Bahkwn integrasi konsepsi nilai potensi lokal, nilai budaya lokal dan konsepsi spritualisme lingkungan dapat kita jadikan model konseptual verbal dalam konteks pengelolaan sumberdaya alam bagi para pengambil kebijakan dalam merumuskan perencanan pembangunan melalui pendekatan-pendekatan yang berpihak terhadap keberlangsungan atau keberlanjutan lingkungan. Inilah kunci dari konsep dasar pembangunan pariwisata berkelanjutan yang harus diangkat oleh Pemerintah Daerah Lombok Utara kedepan. Dan, hanya dengan memadukan keunikan nilai-nilai potensi lokal, budaya lokal dengan dorongan kesadaran yang tinggi dan keinsyafan manusialah yang dapat menjaga keseimbangan atau sumberdaya alam (lingkungan) bagi generasi mendatang. 

Vandana Shiva dalam Keraf (2005), mengingatkan kita semua bahwa“tanah bukan sekedar rahim bagi reproduksi kehidupan biologis, melainkan juga reproduksi kehidupan budaya dan spritual”. ini berarti penataan dan pengelolaan sumberdaya alam hendaknya tak hanya memperhatikan faktor fisik dan ekonomi semata, namun aspek sosial dan budaya lokal terutama keunikan dan kekhasan nilai-nilai kearifan lokal menjadi sebuah faktor yang tidak boleh sama sekali dikesampingkan. 

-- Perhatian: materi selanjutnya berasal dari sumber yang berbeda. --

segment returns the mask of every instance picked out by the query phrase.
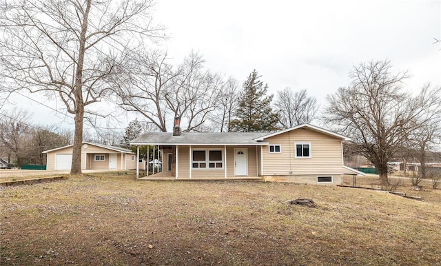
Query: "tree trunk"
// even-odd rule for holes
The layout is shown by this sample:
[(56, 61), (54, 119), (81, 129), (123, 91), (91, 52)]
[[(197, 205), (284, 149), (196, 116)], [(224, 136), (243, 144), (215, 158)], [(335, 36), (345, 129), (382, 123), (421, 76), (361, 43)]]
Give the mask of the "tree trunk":
[(75, 114), (75, 132), (74, 134), (74, 147), (72, 154), (72, 167), (70, 174), (81, 174), (81, 147), (83, 145), (83, 119), (84, 108), (76, 110)]

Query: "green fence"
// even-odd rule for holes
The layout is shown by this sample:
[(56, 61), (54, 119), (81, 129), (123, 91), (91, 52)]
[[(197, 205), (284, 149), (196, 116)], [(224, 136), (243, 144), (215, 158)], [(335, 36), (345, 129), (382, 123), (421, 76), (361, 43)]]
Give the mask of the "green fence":
[(21, 169), (23, 170), (45, 170), (46, 165), (21, 165)]
[(358, 168), (358, 171), (362, 172), (366, 174), (378, 174), (377, 170), (375, 168)]

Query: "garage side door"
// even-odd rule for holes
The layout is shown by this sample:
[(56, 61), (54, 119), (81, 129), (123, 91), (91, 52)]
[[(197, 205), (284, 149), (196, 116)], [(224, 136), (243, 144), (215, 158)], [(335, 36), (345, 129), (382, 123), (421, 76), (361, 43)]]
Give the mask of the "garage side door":
[(55, 158), (56, 170), (70, 170), (72, 166), (72, 154), (57, 154)]

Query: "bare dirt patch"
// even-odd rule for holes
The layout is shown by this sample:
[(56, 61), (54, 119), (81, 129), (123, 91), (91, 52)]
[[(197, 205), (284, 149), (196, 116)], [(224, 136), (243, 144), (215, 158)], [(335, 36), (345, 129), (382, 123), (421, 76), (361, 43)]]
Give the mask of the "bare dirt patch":
[[(2, 265), (439, 265), (441, 196), (116, 174), (0, 188)], [(311, 198), (315, 208), (287, 203)]]

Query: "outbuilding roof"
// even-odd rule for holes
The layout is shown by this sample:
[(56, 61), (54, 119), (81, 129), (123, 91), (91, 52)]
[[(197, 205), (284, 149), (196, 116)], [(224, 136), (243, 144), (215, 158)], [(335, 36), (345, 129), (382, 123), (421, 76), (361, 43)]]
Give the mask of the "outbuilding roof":
[[(128, 149), (125, 149), (123, 147), (116, 147), (116, 146), (110, 146), (107, 145), (103, 145), (103, 144), (98, 144), (98, 143), (90, 143), (90, 142), (85, 142), (83, 141), (83, 144), (88, 144), (88, 145), (92, 145), (94, 146), (96, 146), (96, 147), (100, 147), (104, 149), (107, 149), (107, 150), (110, 150), (112, 151), (115, 151), (115, 152), (121, 152), (121, 153), (131, 153), (131, 154), (134, 154), (134, 152), (132, 152), (132, 151)], [(68, 145), (65, 146), (63, 146), (63, 147), (57, 147), (55, 149), (52, 149), (52, 150), (45, 150), (44, 152), (43, 152), (43, 153), (48, 153), (48, 152), (52, 152), (58, 150), (61, 150), (61, 149), (64, 149), (66, 147), (72, 147), (73, 145)]]
[(173, 136), (171, 132), (149, 132), (143, 134), (130, 141), (130, 144), (265, 145), (268, 144), (267, 142), (265, 141), (266, 139), (300, 128), (309, 129), (343, 141), (350, 140), (350, 139), (345, 136), (329, 130), (309, 124), (302, 124), (275, 132), (183, 132), (179, 136)]

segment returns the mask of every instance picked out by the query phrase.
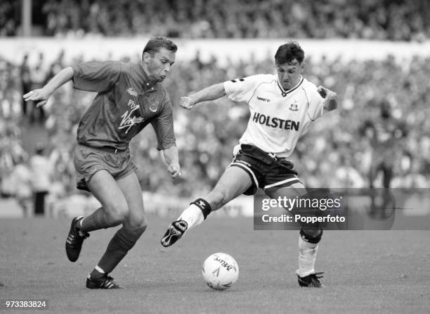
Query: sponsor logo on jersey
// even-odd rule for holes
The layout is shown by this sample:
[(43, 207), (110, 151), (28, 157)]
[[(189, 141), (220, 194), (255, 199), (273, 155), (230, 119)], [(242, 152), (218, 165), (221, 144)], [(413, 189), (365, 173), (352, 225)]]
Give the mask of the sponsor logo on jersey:
[(252, 120), (256, 123), (259, 123), (275, 129), (294, 130), (294, 131), (299, 131), (299, 127), (300, 127), (300, 121), (272, 118), (270, 115), (265, 115), (257, 112), (254, 113)]
[(137, 97), (137, 92), (135, 91), (133, 87), (129, 87), (127, 89), (127, 93), (129, 93), (131, 96), (134, 96), (135, 97)]
[(134, 102), (134, 101), (132, 101), (131, 99), (129, 100), (129, 103), (127, 103), (127, 106), (131, 109), (135, 109), (136, 108), (139, 107), (138, 105), (136, 105), (136, 102)]
[(260, 97), (259, 96), (257, 96), (257, 99), (261, 100), (261, 101), (266, 101), (266, 103), (271, 102), (270, 99), (267, 98)]
[(297, 100), (289, 105), (289, 110), (292, 111), (299, 111), (299, 103)]
[(155, 113), (157, 112), (157, 109), (158, 108), (158, 103), (157, 101), (153, 102), (152, 103), (150, 104), (150, 110)]

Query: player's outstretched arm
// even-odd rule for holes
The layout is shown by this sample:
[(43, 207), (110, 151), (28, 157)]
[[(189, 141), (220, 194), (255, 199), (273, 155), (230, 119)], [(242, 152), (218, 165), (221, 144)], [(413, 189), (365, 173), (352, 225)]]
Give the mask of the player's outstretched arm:
[(226, 95), (224, 83), (218, 83), (193, 94), (188, 96), (181, 97), (179, 105), (185, 109), (192, 109), (202, 101), (215, 100)]
[(73, 77), (73, 69), (71, 67), (65, 68), (58, 72), (45, 86), (42, 88), (29, 92), (23, 97), (25, 101), (30, 100), (40, 101), (37, 106), (44, 106), (48, 101), (49, 96), (56, 89)]
[(162, 156), (167, 165), (167, 171), (174, 179), (181, 177), (181, 166), (179, 165), (179, 156), (178, 148), (172, 146), (162, 151)]
[(321, 97), (324, 99), (322, 106), (324, 106), (325, 112), (332, 111), (337, 108), (337, 94), (322, 85), (318, 86), (318, 91)]

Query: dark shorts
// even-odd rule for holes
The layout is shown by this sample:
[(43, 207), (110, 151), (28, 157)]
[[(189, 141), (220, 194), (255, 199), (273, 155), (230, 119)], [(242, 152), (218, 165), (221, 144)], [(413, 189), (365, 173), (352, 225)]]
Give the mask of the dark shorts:
[(233, 166), (243, 169), (251, 177), (252, 185), (245, 195), (254, 195), (259, 187), (267, 192), (294, 183), (303, 184), (294, 170), (292, 161), (272, 157), (253, 145), (240, 146), (240, 150), (230, 164), (230, 167)]
[(89, 191), (87, 182), (93, 175), (105, 170), (116, 180), (123, 178), (137, 169), (130, 157), (130, 150), (107, 151), (77, 144), (73, 158), (77, 174), (77, 188)]

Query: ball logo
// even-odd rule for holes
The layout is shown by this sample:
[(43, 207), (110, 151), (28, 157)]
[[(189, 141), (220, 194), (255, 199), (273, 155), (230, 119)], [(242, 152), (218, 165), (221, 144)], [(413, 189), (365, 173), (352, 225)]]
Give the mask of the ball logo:
[(227, 270), (230, 270), (232, 269), (234, 269), (235, 270), (236, 270), (236, 268), (233, 265), (230, 265), (226, 260), (219, 258), (218, 256), (215, 256), (214, 260), (216, 260), (217, 262), (219, 262), (221, 265), (223, 266), (224, 268), (226, 268)]

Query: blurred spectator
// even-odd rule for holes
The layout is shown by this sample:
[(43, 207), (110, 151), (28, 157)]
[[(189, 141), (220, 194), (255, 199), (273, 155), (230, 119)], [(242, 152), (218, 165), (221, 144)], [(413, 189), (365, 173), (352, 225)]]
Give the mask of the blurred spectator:
[[(430, 58), (417, 56), (399, 63), (388, 57), (382, 61), (351, 61), (347, 66), (339, 59), (306, 61), (306, 75), (335, 90), (340, 108), (329, 113), (328, 123), (317, 121), (309, 131), (311, 136), (304, 136), (292, 156), (305, 184), (310, 187), (429, 187)], [(52, 69), (47, 79), (62, 62), (60, 55), (53, 65), (45, 65)], [(214, 82), (270, 71), (272, 63), (269, 58), (246, 64), (230, 62), (221, 68), (215, 57), (202, 62), (197, 54), (190, 62), (178, 61), (165, 85), (176, 103), (181, 96)], [(28, 65), (30, 71), (35, 65)], [(25, 155), (20, 111), (13, 109), (20, 107), (22, 96), (19, 69), (19, 65), (0, 57), (0, 177), (4, 182), (19, 156)], [(46, 153), (55, 169), (52, 201), (77, 193), (72, 143), (79, 119), (94, 96), (68, 84), (51, 97), (51, 113), (44, 127), (49, 137)], [(235, 104), (226, 98), (213, 106), (220, 109), (216, 115), (211, 106), (191, 111), (174, 108), (182, 182), (169, 180), (154, 149), (153, 132), (144, 130), (132, 141), (143, 190), (188, 197), (208, 191), (216, 182), (230, 162), (249, 111), (246, 104)]]
[(45, 199), (51, 184), (53, 169), (44, 151), (44, 145), (39, 143), (36, 154), (30, 159), (35, 215), (44, 215)]
[[(34, 0), (47, 36), (184, 38), (430, 37), (428, 0)], [(16, 34), (20, 1), (0, 5), (0, 35)]]
[[(21, 66), (20, 68), (20, 77), (21, 78), (21, 88), (22, 88), (22, 94), (28, 93), (32, 90), (32, 75), (30, 73), (30, 68), (28, 64), (28, 55), (24, 55), (24, 58), (22, 58), (22, 63), (21, 63)], [(22, 112), (23, 116), (27, 116), (27, 106), (29, 104), (27, 103), (24, 99), (21, 99), (21, 111)], [(30, 103), (30, 106), (32, 107), (33, 103), (31, 101)], [(30, 108), (31, 112), (32, 112), (33, 108)]]
[[(32, 83), (31, 89), (41, 88), (46, 82), (46, 73), (44, 68), (44, 55), (41, 53), (39, 54), (39, 59), (36, 65), (30, 71), (30, 80)], [(35, 104), (32, 104), (30, 114), (30, 123), (37, 120), (40, 124), (43, 124), (45, 122), (45, 107), (37, 108)]]

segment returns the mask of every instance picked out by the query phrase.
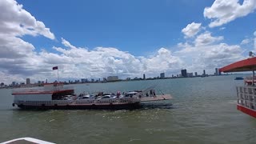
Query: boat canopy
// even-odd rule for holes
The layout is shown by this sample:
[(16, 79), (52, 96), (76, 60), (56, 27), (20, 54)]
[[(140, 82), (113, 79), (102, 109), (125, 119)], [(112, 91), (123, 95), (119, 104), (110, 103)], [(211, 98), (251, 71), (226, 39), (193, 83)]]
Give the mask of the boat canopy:
[(256, 57), (238, 61), (219, 69), (220, 72), (240, 72), (256, 70)]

Dalam konteks perencanaan spasial pembangunan sektor kepariwsiataan kita harus pula mengatensi keberlanjutan sumberdaya lokal. Sebagaimana pendapat Sudaryono dalam Herman (2009), bahwa ada lima konsep yang sangat penting dan mendasar bagi perencanaan spasial dalam framing keberlanjutan sumberdaya lokal, meliputi radius keunikan, eksistensi spasial, ketahanan spasial, penguatan komunitas lokal, dan solusi lokal. Semoga.